The corresponding SSA is as follows:

b1:
v1 (?) = InitMem <mem>
v4 (?) = Const64 <int64> [0] (i[int64])
v6 (?) = Const64 <int64> [128]
v12 (?) = Const64 <int64> [1]
Plain → b2 (+91)

b2: ← b1 b4
v5 (91) = Phi <int64> v4 v13 (i[int64])
v16 (94) = Phi <mem> v1 v10
v7 (+91) = Leq64 <bool> v6 v5
If v7 → b4 b5 (likely) (91)

b4: ← b2
v9 (+92) = StaticCall <mem> {AuxCall{main.dummy}} v16
v10 (92) = SelectN <mem> [0] v9
v13 (+91) = Add64 <int64> v5 v12 (i[int64])
Plain → b2 (91)

b5: ← b2
v14 (+94) = MakeResult <mem> v16
Ret v14 (94)

Initially, SCCP propagates constants along b1->b2. When it encounters v5#Phi, it optimistically assumes that the lattice of v13, which is the second parameter of the Phi and has not been visited in basic block b4, is Top. It calculates a constant lattice of value 0 for v5 = Phi(Const,Top). Then, v7 (+91) = Leq64 <bool> v6 v5(128 <= 0) evaluates to false and is used as the control value to determine subsequent control flow, so only b2->b5 is propagated. Finally, the control flow ends. The transformed SSA is as follows:

b5:
v1 (?) = InitMem <mem>
v14 (+94) = MakeResult <mem> v1
Ret v14 (94)

The entire loop is removed. In this way, SCCP can discover optimization opportunities that cannot be found by just combining constant folding and constant propagation and dead code elimination separately.

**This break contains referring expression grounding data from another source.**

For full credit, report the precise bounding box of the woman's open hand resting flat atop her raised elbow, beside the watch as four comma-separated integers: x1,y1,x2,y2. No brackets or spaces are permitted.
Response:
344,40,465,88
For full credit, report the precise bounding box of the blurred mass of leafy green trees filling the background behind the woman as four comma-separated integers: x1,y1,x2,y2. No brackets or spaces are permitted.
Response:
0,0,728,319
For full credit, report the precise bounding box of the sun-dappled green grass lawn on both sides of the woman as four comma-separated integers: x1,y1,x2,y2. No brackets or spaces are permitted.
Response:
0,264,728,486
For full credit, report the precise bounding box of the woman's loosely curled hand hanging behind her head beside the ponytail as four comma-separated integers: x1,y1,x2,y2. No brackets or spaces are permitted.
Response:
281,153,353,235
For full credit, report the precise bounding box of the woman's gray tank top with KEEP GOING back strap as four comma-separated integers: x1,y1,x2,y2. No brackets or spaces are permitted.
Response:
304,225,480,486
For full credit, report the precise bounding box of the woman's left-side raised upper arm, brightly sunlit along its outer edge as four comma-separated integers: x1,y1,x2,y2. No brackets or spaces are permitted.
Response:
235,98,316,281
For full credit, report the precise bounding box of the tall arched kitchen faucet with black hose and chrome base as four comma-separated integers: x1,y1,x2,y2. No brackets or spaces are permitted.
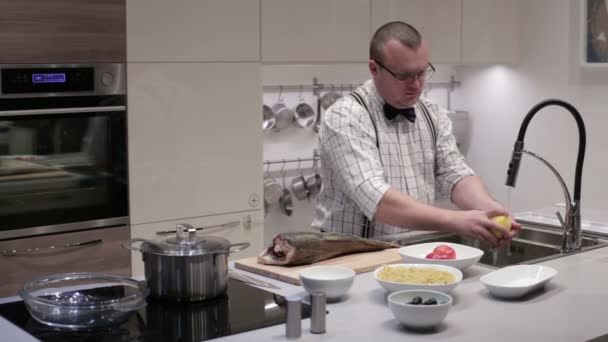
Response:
506,100,587,253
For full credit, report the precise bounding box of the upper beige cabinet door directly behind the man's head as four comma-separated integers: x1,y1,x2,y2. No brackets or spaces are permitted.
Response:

This advantage is usually manifested when code involves loops. Because loops have back edges, which often produce uncertain Phi values that are difficult to prove as constants in other optimizations, SCCP can take advantage of this. According to the aforementioned rules, SCCP simulates execution along the control flow and when it encounters a Phi, it can optimistically assume that the Phi is a constant and continue propagating constant facts along the control flow based on this assumption.

Performance evaluation #

In practice, when to run SCCP is also something worth considering. Running SCCP optimization in the early stages of compilation can identify more constants, eliminate more dead code, and fold more constant calculations. Running SCCP in the later stages of compilation can discover optimization opportunities that were not found by earlier optimizations. We compared the performance of running SCCP at different critical stages:

Placement Constant Deadcode
before early deadcode 451088 96553
before pre-opt deadcode 329419 116650
before opt deadcode 6078 765
before gcse deadcode 3539 763
before generic deadcode 2735 545
before lower 2444 535

I conservatively propose to only place SCCP before generic deadcode. Ideally I think it should be performed both before generic deadcode and before early deadcode

Future work #

There is still a lot of work to be done in the future, and here are some that come to my mind at the moment (in order of difficulty):

  • Support more basic constant types, such as OpConstNil, OpConstString
  • Support constant folding for more operations
  • Extend the constant lattice, implement value range propagation, at least achieving what prove pass can currently do, and eventually removing prove pass.
  • Support interprocedural SCCP that awares of function invocations.